Emissions de CO2: Le Parlement européen vote l’objectif d’une baisse de 60% en 2030

Des émissions de CO2 — Caro / Oberhaeuser/SIPA

« Jamais un objectif aussi ambitieux n’avait été trouvé. Cela va tirer l’ambition de toute l’Europe vers le haut. » La commission Environnement du Parlement européen a adopté jeudi un objectif contraignant de réduction d’au moins 60 % des émissions de gaz à effet de serre de l’UE, ce dont s’est félicité son président Pascal Canfin.

L’amendement inscrivant cet objectif a été adopté par les eurodéputés par une courte majorité de trois voix, selon une source parlementaire. Cet objectif devra encore être validé par l’ensemble du Parlement en séance plénière début octobre.

L’objectif d’une neutralité en 2050 loin d’être acquis

La Commission européenne, l’exécutif de l’Union, a publié début mars son projet de « loi climat » pour l’UE, qui entérine notamment l’objectif de neutralité carbone en 2050, mais dont les détails sont désormais discutés entre le Parlement et le Conseil (les Etats membres).

La Commission s’était cependant donnée jusqu’à septembre pour proposer un chiffre qui viendra réviser l’objectif climat pour 2030, actuellement fixé à -40 % par rapport au niveau de 1990, afin de le mettre en conformité avec la neutralité climatique visée pour 2050. La présidente de la Commission Ursula von der Leyen a promis d’envisager une fourchette entre 50 et 55 %, mais les Etats membres restent divisés.

Une étude d’impact doit être rendue en début de semaine prochaine et Ursula von der Leyen devrait « très probablement » dévoiler un chiffre précis lors de son « discours sur l’état de l’Union » mercredi, selon une source parlementaire. Les groupes politiques au Parlement restent également partagés.
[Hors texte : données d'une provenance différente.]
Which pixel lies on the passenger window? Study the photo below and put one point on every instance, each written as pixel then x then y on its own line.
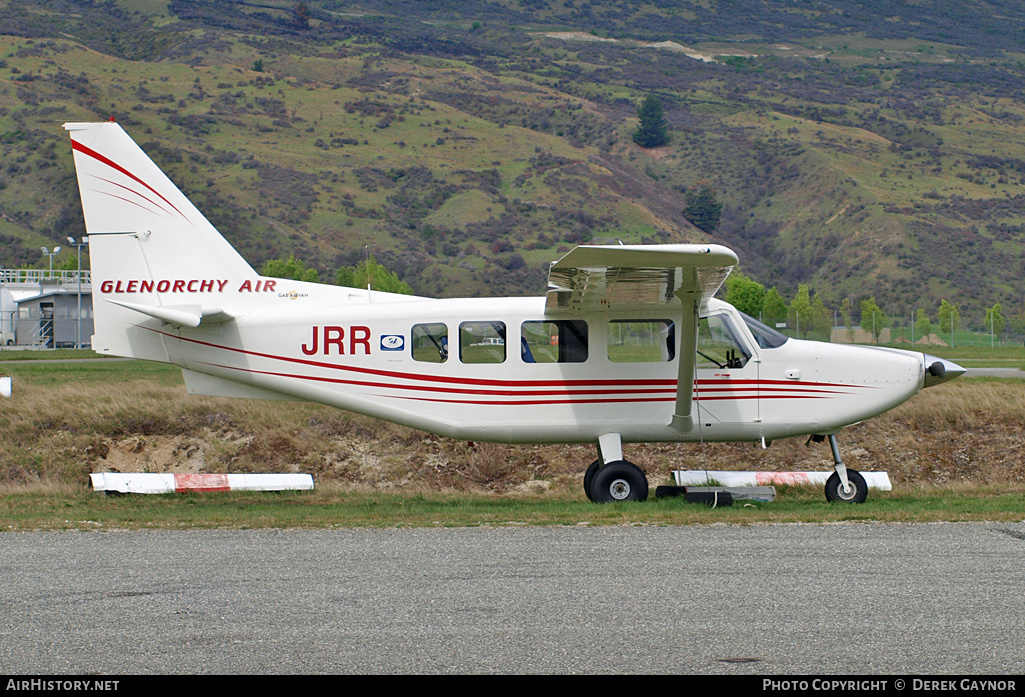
pixel 555 341
pixel 482 341
pixel 429 342
pixel 719 345
pixel 642 341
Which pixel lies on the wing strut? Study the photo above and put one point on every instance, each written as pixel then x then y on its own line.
pixel 683 418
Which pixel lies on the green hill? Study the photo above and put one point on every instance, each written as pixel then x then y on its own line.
pixel 866 152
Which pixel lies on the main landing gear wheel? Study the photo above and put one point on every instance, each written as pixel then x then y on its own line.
pixel 619 481
pixel 857 493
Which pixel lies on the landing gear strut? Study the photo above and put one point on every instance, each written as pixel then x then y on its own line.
pixel 610 478
pixel 845 486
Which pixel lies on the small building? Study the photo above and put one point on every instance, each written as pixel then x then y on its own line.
pixel 40 309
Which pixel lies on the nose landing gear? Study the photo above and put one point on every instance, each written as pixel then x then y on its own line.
pixel 844 486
Une « avancée » encourageante

« La neutralité carbone d’ici 2050, c’est très ambitieux et difficile, il faut donc rester réaliste : nous nous attendons à ce que la Commission n’accepte jamais les exigences de la gauche du Parlement pour un objectif de réduction de 60 % ou 65 % », a rappelé dans un communiqué l’eurodéputé Peter Liese, porte-parole du PPE (droite) pour l’environnement. Son parti plaide pour -50 %.

« Notre groupe a été ambitieux mais aussi pragmatique : au-delà des chiffres, il faut prouver qu’on peut les mettre en oeuvre, que notre économie peut le supporter », commentait pour sa part mercredi auprès de l’AFP Dacian Ciolos, président du groupe Renew Europe (libéraux et centristes).
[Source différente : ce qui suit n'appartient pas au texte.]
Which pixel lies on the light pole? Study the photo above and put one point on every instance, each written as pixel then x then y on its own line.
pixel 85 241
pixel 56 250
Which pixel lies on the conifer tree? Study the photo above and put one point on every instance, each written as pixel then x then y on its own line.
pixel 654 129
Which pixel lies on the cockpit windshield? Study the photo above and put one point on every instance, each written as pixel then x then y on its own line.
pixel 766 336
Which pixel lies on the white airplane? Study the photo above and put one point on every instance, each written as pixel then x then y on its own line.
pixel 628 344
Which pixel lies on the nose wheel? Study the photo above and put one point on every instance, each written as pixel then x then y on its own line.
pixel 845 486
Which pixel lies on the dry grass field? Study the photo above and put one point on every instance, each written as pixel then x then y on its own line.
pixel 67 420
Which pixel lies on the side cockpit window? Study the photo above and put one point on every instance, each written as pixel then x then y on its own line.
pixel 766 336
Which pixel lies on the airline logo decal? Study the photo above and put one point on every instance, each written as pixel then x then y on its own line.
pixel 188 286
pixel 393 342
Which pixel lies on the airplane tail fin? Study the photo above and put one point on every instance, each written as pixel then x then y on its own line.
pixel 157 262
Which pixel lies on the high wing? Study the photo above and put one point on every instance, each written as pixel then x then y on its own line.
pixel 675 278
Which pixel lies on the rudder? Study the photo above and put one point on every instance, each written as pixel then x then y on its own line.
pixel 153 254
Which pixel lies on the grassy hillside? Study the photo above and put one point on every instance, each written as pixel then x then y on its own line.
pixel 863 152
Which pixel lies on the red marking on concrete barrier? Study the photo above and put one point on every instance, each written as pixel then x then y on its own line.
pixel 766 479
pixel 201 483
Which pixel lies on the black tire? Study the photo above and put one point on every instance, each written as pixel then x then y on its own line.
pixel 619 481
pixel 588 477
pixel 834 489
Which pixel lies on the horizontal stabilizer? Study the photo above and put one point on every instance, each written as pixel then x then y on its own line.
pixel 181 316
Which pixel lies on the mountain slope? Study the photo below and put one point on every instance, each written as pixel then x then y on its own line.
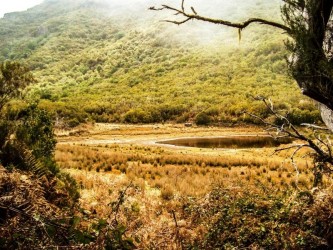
pixel 115 62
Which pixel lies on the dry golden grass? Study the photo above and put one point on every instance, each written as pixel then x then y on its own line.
pixel 161 177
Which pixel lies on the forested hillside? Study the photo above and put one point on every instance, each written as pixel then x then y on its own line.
pixel 115 62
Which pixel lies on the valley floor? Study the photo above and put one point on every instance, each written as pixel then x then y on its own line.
pixel 153 189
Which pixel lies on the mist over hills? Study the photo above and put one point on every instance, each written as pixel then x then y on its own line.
pixel 114 61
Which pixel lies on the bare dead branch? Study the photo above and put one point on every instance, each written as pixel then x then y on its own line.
pixel 195 16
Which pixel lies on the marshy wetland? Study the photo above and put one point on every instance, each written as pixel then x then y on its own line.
pixel 106 158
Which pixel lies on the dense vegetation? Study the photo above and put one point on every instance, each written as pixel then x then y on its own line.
pixel 93 65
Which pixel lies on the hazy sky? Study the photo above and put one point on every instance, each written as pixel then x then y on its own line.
pixel 16 5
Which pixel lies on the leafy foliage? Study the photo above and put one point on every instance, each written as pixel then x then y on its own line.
pixel 91 65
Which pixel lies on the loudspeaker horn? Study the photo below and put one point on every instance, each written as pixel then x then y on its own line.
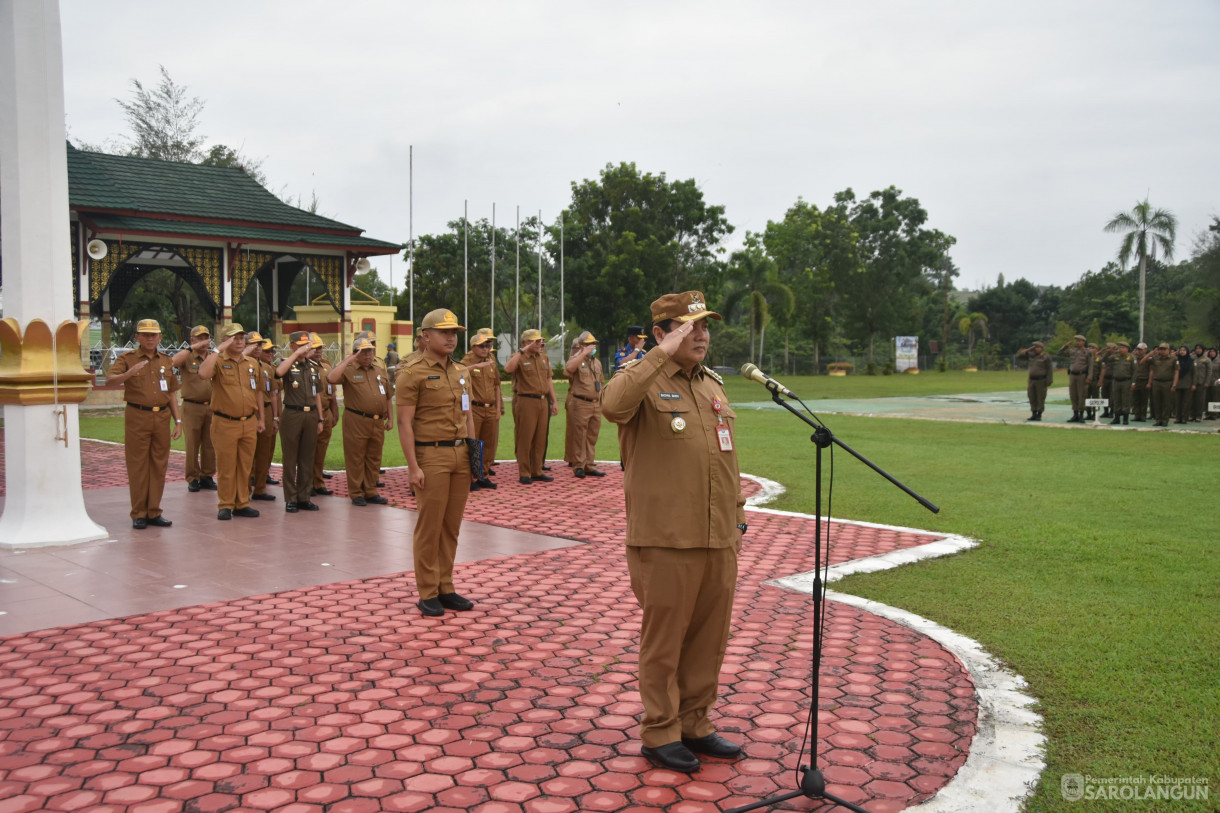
pixel 96 249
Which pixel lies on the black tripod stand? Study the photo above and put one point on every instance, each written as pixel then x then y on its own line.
pixel 813 784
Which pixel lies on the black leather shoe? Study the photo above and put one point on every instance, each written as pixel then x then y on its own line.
pixel 714 746
pixel 454 601
pixel 672 756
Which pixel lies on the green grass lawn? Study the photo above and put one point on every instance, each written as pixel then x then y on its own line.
pixel 1097 578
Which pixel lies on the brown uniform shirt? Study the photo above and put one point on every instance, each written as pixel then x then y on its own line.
pixel 193 387
pixel 236 382
pixel 484 382
pixel 300 386
pixel 438 392
pixel 532 376
pixel 682 490
pixel 587 381
pixel 365 390
pixel 145 387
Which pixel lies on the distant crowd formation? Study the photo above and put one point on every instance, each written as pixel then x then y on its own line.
pixel 1137 385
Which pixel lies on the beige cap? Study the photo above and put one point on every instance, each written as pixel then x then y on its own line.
pixel 685 307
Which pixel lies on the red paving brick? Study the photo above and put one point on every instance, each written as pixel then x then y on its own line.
pixel 343 697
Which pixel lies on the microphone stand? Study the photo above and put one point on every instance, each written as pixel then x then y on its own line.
pixel 813 784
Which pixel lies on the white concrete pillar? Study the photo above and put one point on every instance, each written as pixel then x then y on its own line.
pixel 44 503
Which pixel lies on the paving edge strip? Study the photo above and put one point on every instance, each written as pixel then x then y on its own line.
pixel 1007 755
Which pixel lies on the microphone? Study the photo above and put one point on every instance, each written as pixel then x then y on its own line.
pixel 752 372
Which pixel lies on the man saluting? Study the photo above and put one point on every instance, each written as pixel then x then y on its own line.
pixel 686 518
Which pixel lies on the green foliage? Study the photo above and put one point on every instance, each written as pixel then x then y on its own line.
pixel 631 237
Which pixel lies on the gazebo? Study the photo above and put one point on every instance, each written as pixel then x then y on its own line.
pixel 216 227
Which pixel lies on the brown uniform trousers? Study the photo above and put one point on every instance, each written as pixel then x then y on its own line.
pixel 147 451
pixel 362 442
pixel 197 431
pixel 442 503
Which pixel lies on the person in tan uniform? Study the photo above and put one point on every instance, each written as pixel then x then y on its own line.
pixel 237 420
pixel 300 421
pixel 366 418
pixel 330 415
pixel 586 380
pixel 197 414
pixel 149 387
pixel 686 518
pixel 434 426
pixel 487 402
pixel 532 391
pixel 264 352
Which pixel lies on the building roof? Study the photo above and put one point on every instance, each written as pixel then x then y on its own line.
pixel 123 193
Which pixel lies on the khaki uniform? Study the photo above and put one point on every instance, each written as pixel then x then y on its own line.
pixel 197 420
pixel 683 504
pixel 531 413
pixel 583 408
pixel 441 396
pixel 145 427
pixel 236 397
pixel 365 409
pixel 1042 372
pixel 1080 370
pixel 1162 377
pixel 486 403
pixel 326 390
pixel 298 429
pixel 265 447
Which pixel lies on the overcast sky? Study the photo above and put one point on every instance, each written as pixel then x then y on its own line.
pixel 1021 127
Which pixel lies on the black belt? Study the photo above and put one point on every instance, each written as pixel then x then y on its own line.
pixel 148 409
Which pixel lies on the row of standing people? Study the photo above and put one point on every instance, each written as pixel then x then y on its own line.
pixel 1137 383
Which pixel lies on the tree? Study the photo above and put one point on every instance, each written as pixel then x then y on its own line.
pixel 754 287
pixel 164 121
pixel 1143 228
pixel 630 237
Au contraire, l’ONG Climate Action Network (CAN) saluait jeudi une « avancée » encourageante. « La position de la commission Environnement doit être un signal d’alarme pour l’ensemble du Parlement, et au-delà pour les autres institutions européennes », a jugé Wendel Trio, directeur du CAN Europe, tout en estimant que seule une réduction de 65 % permettrait d’atteindre l’objectif de limitation du réchauffement climatique à 1,5°C maximum fixé par l’accord de Paris.